12 MART İSTİKLAL MARŞI’NIN KABULÜ “İSTİKLAL MARŞI VE MEHMET AKİF”

Sayın Kaymakamım, Sayın Komutanım, Sayın Belediye Başkanım, Sayın Müdürüm, değerli öğretmen arkadaşlarım ve sevgili öğrenciler,
İstiklal Marşı’nın Türkiye Büyük Millet Meclisi’nde kabul edilişinin 88. yıldönümü için toplanmış bulunuyoruz. İstiklal Marşı’nı anlamak ve anlatmak için onun hangi şartlarda yazıldığını bilmemiz ve onu bur çerçevede değerlendirmemiz gerekmektedir.

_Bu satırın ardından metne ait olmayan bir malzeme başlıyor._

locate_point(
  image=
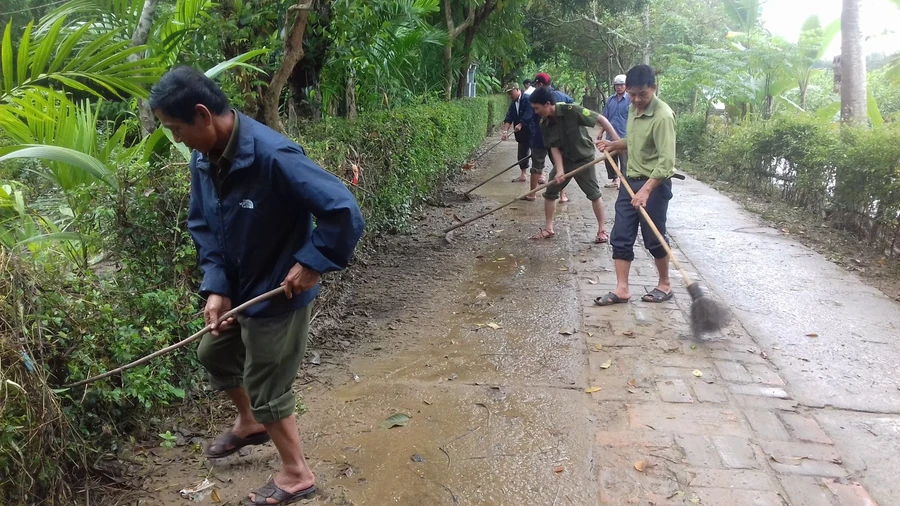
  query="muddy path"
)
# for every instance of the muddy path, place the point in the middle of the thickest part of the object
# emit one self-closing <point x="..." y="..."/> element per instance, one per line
<point x="514" y="389"/>
<point x="465" y="339"/>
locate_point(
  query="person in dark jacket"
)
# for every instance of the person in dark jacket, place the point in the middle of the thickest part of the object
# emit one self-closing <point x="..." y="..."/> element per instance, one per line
<point x="540" y="152"/>
<point x="254" y="195"/>
<point x="515" y="118"/>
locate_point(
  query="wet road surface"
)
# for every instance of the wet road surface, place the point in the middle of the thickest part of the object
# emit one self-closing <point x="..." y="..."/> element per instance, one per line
<point x="493" y="358"/>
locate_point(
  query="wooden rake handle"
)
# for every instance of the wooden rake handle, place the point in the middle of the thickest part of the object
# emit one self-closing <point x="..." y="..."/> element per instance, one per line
<point x="530" y="192"/>
<point x="659" y="236"/>
<point x="180" y="344"/>
<point x="479" y="185"/>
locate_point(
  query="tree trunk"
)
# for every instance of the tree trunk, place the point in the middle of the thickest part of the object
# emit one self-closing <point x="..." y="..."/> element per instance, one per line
<point x="853" y="66"/>
<point x="645" y="21"/>
<point x="293" y="53"/>
<point x="467" y="59"/>
<point x="453" y="32"/>
<point x="139" y="38"/>
<point x="351" y="98"/>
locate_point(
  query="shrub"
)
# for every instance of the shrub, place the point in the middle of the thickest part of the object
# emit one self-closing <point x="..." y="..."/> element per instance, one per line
<point x="403" y="154"/>
<point x="853" y="175"/>
<point x="60" y="323"/>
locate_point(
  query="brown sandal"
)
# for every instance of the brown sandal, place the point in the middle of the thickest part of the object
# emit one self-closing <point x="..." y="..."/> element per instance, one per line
<point x="542" y="234"/>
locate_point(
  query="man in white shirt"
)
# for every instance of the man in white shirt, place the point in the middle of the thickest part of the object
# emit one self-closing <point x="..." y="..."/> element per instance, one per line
<point x="528" y="88"/>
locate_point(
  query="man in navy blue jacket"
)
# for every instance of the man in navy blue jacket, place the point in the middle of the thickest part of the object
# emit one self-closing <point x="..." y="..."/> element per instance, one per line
<point x="254" y="194"/>
<point x="519" y="109"/>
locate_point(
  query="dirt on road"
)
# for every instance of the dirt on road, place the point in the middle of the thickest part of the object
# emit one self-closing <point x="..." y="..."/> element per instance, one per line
<point x="507" y="386"/>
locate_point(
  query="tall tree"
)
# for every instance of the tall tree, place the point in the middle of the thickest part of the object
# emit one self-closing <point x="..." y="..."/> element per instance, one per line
<point x="295" y="22"/>
<point x="453" y="31"/>
<point x="139" y="38"/>
<point x="853" y="66"/>
<point x="481" y="14"/>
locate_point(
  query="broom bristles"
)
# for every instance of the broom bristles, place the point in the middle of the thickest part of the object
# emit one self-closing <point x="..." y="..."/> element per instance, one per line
<point x="707" y="315"/>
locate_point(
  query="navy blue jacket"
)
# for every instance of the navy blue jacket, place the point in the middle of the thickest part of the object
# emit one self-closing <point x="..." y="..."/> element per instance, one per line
<point x="537" y="138"/>
<point x="521" y="115"/>
<point x="249" y="237"/>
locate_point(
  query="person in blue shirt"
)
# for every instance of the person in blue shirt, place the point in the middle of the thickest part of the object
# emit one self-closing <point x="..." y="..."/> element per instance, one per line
<point x="254" y="195"/>
<point x="616" y="111"/>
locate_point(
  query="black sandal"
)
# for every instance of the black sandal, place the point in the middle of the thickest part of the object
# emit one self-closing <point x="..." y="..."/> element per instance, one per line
<point x="236" y="442"/>
<point x="656" y="295"/>
<point x="609" y="300"/>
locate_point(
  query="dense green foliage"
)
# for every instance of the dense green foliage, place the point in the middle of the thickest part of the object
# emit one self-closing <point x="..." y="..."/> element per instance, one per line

İstiklal Savaşının elemli ve buhranlı günlerindeyiz. İzmir gitmiş, Bursa düşmüş, Afyon kaybedilmiş, düşman orduları bin yıllık Türkiye tarihinde ilk defa Türk yurdunun harim-i ismetine sokulmuştur. Türk milleti tarihinin en karanlık günlerini yaşamaktadır. Böyle bir ortamda yazılan İstiklal Marşı “Korkma!” seslenişi ile başlar. Buradaki korku ifadesi sıradan bir korku olmayıp her karış toprağı şehit kanları ile yoğrulmuş aziz vatanımızın kaybedilme endişesinin büyük bir şairin hisli kalbinde terennüm edilmesidir. Bu en olumsuz durumlarda dahi ümitli kalabilmenin bir ifadesidir. Çünkü esaret de ümitsizlik de bize yakışmazdı. Öyle de oldu. Milletimizin hür yaşama azmi ve aşkı Mustafa Kemal gibi eşsiz bir liderin şahsında tecessüm edecek ve bizlere bir ufuk olacaktı. Ezelden beridir hür yaşamış ve bundan sonra da yaşayacak olan milletimiz vatanına ve istiklaline yönelmiş olan bu çılgınca ve hayâsızca saldırılara elbette boyun eğmeyecekti. Medeniyeti yüzlerindeki vahşeti örtmek için bir maske gibi kullanan dönemin süper güçleri en güçlü silahlarıyla yurdumuzu işgale yeltenmişler fakat Türk ordusu çelikleşmiş iradesi ve iman dolu göğsüyle onlara en güzel cevabı vermiştir. Zaten İstiklal Marşımız kahraman ordumuza ithaf edilmiştir. Ama biz biliyoruz ki savaş meydanlarında kazanılan zaferler diğer alanlardaki çalışmalarla taçlandırılmalıdır. Bu hususta bizlere büyük görevler düşmektedir.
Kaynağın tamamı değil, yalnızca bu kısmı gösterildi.